Dünkü ilk yarıda oyuna bakınca genç bir enerjiyle koşuşan, rakiplerini sürekli rahatsız eden, oyunu bozan, ortalığı karıştıran bir ev sahibi görüyorsunuz. Zevksiz ve kalitesiz bir oyuna tanık oluyorsunuz. Kuşkusuz bu kalitesizliğe Galatasaray da ortak. Onlar da kazandıkları topu çok kolay kaptırıyorlar, pozisyon hazırlayamadan topu kapan rakibin peşinden koşuyorlar. Neyse ki Galatasaray’ın savunması sağlam duruyor. Rusların geliştirdiği atakları pozisyona dönmeden kesiyorlar. Eh, bir de Muslera var tabii. O ayrı bir güvence!

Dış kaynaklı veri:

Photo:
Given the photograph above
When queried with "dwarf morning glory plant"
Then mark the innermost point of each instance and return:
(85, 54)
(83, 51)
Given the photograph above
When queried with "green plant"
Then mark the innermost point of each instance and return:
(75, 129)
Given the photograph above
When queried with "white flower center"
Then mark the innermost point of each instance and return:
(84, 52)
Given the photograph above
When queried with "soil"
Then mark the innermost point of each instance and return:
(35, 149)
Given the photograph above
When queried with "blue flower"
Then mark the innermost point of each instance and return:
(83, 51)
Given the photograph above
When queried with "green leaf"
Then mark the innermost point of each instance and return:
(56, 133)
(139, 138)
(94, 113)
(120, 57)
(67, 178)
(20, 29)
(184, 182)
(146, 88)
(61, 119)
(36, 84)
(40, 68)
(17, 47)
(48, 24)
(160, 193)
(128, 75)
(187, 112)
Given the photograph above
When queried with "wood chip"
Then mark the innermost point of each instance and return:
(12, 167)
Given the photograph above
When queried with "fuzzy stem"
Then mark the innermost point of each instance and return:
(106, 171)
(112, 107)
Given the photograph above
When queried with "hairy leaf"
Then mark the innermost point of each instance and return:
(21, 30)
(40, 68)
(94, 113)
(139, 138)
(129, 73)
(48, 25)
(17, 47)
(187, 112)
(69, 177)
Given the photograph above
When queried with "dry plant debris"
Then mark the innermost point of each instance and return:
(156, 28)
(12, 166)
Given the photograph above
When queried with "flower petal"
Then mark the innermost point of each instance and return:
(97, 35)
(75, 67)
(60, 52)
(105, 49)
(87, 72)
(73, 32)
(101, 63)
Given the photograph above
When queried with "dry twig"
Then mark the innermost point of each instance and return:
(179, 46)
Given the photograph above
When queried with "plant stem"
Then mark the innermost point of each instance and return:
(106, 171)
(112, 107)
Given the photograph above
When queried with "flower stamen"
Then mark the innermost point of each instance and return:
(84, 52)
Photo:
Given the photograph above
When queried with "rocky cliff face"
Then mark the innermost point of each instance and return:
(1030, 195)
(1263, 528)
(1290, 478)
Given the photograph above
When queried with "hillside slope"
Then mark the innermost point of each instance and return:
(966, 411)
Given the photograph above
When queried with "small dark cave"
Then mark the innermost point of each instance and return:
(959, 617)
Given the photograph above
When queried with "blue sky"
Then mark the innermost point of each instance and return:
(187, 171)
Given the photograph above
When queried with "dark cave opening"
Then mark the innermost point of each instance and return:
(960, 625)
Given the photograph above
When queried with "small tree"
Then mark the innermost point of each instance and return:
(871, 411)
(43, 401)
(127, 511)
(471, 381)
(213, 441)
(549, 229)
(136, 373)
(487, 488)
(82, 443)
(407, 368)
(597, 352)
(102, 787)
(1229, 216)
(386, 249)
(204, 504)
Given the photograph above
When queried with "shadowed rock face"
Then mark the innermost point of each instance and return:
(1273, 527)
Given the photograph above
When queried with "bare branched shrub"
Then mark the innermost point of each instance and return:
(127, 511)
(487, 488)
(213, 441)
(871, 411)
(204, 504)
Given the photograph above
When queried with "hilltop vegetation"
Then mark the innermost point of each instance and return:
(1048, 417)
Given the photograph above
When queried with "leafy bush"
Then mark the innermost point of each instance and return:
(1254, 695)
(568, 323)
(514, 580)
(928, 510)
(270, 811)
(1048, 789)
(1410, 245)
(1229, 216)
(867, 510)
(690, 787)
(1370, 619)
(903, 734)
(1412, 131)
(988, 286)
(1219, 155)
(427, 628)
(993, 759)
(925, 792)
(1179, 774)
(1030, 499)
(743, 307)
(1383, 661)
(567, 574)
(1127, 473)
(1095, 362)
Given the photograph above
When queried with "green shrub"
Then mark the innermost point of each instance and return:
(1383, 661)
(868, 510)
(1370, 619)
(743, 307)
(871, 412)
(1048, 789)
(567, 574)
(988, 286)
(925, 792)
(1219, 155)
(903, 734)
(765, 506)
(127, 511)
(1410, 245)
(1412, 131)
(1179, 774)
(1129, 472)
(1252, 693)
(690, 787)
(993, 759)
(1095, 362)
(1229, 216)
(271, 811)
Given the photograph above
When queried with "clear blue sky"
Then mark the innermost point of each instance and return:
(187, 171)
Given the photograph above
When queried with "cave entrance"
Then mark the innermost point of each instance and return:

Savunmayı överken takım bütününe de bakalım. Orada arızalar var. Berkan ve Taylan, merkezde kontrol ve müdahale görevlerini yapamıyorlar. Dirençli değiller. Oyuna katkıları da zayıf… Taylan’ın Kerk’e yaptığı faul ve gördüğü sarı kart, onun klasına yakışmıyor. Ortağı Berkan da dağınık. Böyle bakınca Konyaspor karşısında zorlanan, topa sahip olamayan Galatasaray’ın Moskova’ya farklı bir anlayış ve değişimle geldiğini söylemek de zor. Genç transfer Barış, Cicaldau ve Babel golü getirecek hamlelerden uzak duruyor. O nedenle Muhammed de “işsiz” kalıyor!.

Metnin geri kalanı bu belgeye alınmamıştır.